This paper is concerned with the problem of determining the optimal size and composition of a permanent workforce needed to run a facility when demand is specified by a workstation group (WSG) for up to 24 hours a day, 7 days a week. For full-time employees, a solution is characterized by a bid job, which consists of a five-day-a-week schedule, a lunch break for all shifts, and a set of WSG task assignments for each of the half-hour periods in a shift. In contrast, each part-time employee may be given anywhere from one to six shifts during the week, and each shift may vary from four to eight hours in length. To facilitate supervision, all employees must be assigned to a home WSG, but when idle time exists in their schedules, they can be redeployed to other WSGs for a portion of the day.
One of the complicating and unique factors addressed in this paper is the existence of nonsymmetric movement restrictions between WSGs. For example, an employee whose home base is A may be permitted to perform tasks at B, but not vice versa. Because the full problem could not be reduced to a single model, a multistage solution approach was developed. In the first stage, an extended shift-scheduling problem is solved to determine the optimal number of employees and their shifts. The results are postprocessed in subsequent stages to obtain lunch breaks, days off, and task assignments under WSG movement restrictions.

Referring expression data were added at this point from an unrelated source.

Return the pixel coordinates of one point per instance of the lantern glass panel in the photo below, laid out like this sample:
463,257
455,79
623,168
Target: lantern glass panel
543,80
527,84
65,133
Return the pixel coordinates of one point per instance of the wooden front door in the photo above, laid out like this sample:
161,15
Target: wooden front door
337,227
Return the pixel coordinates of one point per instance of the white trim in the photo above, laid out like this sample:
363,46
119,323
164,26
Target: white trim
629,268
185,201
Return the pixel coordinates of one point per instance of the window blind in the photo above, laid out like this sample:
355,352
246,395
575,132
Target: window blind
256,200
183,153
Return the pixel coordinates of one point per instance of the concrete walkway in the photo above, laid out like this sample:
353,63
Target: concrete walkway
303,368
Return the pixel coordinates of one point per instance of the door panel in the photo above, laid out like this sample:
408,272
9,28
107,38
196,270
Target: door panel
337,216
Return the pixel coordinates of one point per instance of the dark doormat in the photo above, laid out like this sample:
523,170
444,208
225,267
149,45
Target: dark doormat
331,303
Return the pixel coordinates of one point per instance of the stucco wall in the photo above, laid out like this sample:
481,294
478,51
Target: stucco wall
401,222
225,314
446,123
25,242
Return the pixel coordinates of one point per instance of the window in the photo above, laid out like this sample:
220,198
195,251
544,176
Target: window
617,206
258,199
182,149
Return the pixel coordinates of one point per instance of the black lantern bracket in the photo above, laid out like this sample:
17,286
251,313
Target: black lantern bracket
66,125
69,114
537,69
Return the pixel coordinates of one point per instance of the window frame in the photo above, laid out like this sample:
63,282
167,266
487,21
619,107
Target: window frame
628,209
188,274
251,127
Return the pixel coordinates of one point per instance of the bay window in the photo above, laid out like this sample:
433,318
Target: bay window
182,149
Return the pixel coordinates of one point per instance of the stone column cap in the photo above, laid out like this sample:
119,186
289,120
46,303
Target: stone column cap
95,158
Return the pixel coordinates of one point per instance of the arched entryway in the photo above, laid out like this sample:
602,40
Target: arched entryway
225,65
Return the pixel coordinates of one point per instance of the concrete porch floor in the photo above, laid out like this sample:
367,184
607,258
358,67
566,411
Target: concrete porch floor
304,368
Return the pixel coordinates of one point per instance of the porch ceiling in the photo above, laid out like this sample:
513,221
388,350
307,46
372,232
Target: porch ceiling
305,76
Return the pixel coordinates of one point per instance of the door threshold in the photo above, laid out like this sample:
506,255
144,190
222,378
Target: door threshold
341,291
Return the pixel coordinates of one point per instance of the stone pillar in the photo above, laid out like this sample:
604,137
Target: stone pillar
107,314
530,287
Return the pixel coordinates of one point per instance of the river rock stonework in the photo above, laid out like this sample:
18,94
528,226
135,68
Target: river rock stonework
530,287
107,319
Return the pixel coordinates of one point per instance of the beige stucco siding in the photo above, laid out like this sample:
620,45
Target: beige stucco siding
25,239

In the implementation of the multistage approach, two alternatives were explored. The first was based on the idea of partitioning the WSGs into manageable clusters and then solving them in series. The second involved the direct solution of an integer programming formulation of the task assignment problem with home-base restrictions and WSG movement restrictions, but for a fixed workforce. An iterative scheme was used to adjust the size of the workforce until all constraints were satisfied and overall optimality was achieved. Testing was done with data provided by the U.S. Postal Service (USPS) mail processing and distribution center (P&DC) in Dallas. The computations showed that the second alternative always yielded the smaller workforce and was always able to find good solutions within 30 minutes.